Aboriginal coastal licences
Under section 183 of the Fisheries Act Regulations, Aboriginal people living on Aboriginal lands granted under the Aboriginal Land Rights (Northern Territory) Act 1976 may hold a licence to catch and sell fish.
There are restrictions, Aboriginal coastal licensees cannot:
- hold a commercial fishing licence in conjunction with this licence
- use any gear other than that specified on the licence
- target certain managed species - that is, barramundi, king threadfin salmon, Spanish mackerel, trepang and mud crab
- catch more than 5,000kg per year.
The purpose of these limitations is to distinguish Aboriginal coastal licences from existing commercial fishing activities.
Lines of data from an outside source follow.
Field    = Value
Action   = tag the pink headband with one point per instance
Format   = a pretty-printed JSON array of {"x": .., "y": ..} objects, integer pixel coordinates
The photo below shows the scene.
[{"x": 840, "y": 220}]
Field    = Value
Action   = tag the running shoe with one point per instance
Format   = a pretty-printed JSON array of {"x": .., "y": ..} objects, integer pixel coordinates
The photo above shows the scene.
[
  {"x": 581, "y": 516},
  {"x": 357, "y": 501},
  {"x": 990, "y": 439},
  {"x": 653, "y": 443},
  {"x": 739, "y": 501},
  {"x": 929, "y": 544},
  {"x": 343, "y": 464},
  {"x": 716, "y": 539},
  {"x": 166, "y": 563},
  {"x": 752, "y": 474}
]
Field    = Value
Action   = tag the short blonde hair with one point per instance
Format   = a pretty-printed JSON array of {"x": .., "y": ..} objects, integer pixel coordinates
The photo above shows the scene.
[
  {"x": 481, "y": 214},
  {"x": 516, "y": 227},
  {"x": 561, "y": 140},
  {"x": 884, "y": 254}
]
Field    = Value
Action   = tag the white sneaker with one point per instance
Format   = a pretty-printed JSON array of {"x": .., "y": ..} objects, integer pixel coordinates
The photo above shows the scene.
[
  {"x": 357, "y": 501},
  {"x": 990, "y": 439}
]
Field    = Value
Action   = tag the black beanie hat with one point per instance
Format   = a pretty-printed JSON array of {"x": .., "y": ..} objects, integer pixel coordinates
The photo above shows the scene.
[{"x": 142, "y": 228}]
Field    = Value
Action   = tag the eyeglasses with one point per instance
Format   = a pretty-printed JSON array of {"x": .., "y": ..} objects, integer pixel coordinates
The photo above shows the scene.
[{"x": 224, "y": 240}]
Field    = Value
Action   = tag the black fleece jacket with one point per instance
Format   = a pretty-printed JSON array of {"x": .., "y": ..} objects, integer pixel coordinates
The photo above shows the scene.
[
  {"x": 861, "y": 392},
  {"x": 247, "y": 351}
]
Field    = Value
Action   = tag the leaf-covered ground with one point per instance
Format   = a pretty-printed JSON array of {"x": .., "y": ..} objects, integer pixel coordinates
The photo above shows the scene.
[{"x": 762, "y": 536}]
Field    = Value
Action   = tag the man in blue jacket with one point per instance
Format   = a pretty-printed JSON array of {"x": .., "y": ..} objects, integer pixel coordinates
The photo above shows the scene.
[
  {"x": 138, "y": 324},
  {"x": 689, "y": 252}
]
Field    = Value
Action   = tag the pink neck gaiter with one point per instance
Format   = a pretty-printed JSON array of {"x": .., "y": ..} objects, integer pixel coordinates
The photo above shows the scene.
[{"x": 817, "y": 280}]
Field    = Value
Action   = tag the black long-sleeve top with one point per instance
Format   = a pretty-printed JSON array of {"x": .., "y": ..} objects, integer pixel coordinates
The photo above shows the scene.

The Aboriginal coastal licence provides an opportunity for economic development and sustainable commercial activities in coastal Aboriginal communities and is seen as a way of introducing Aboriginal community members to the seafood industry at a low start-up cost.
Indigenous Community Marine Ranger Program
The NT Government allocates funding, through the Fisheries Division, to several coastal Indigenous ranger groups across the NT under its Indigenous Community Marine Ranger Program (the program). The program was established in 2002 and funds are allocated through annual grants and controlled by a ‘grant agreement’.
The primary objective of this funding is to recognise and support Traditional Owners to be actively involved in the protection and management of their sea country. Marine rangers are tasked to carry out fisheries patrols and provide written reports back to the Fisheries Division and the Water Police. Rangers identify and report on a variety of issues. Reports can be received on environmental threats such as ghost nets and on suspicious activity by commercial or recreational fishers.
The program is more than just the allocation of grants. Fisheries also provide on-ground coordination and support to the ranger groups to assist them patrol their sea country and to help them establish linkages with other government agencies, training providers, environment groups, the fishing industry and the Water Police.
Fisheries also works closely with the Land Councils to help ensure the ranger program is efficient and effective.
The Fisheries Division also coordinates the delivery of the following nationally recognised training to the rangers:
- Certificate II Measuring and Analysis
- Certificate II Fisheries Compliance
- Certificate III Fisheries Compliance
This training provides a progressive career path for those who would like to further their careers in natural resource management and protection.
The Northern Territory Government is committed to building long standing partnerships with Aboriginal people and developing a capable, committed workforce to ensure the sustainable use and management of our aquatic and marine resources.
The Fisheries Inspectors Program was developed to provide fisheries compliance powers to appropriately skilled and experienced land and sea ranger that have undertaken the required training.
The first NT fisheries inspectors (class 1) will be appointed in May 2018. They will have identification in the form of identification cards and inspector badges on their uniforms.Under the Fisheries Act, fisheries inspectors (class 1) can:
- present authorised identification and approach vessels
- record evidence (including taking images, video and audio recordings)
- collect personal information (including names and addresses)
- ask to see any type of licence and permits
- inspect fishing gear in use.
It is an offence not to cooperate with fisheries inspectors and to obstruct a fisheries inspector from conducting their official duty.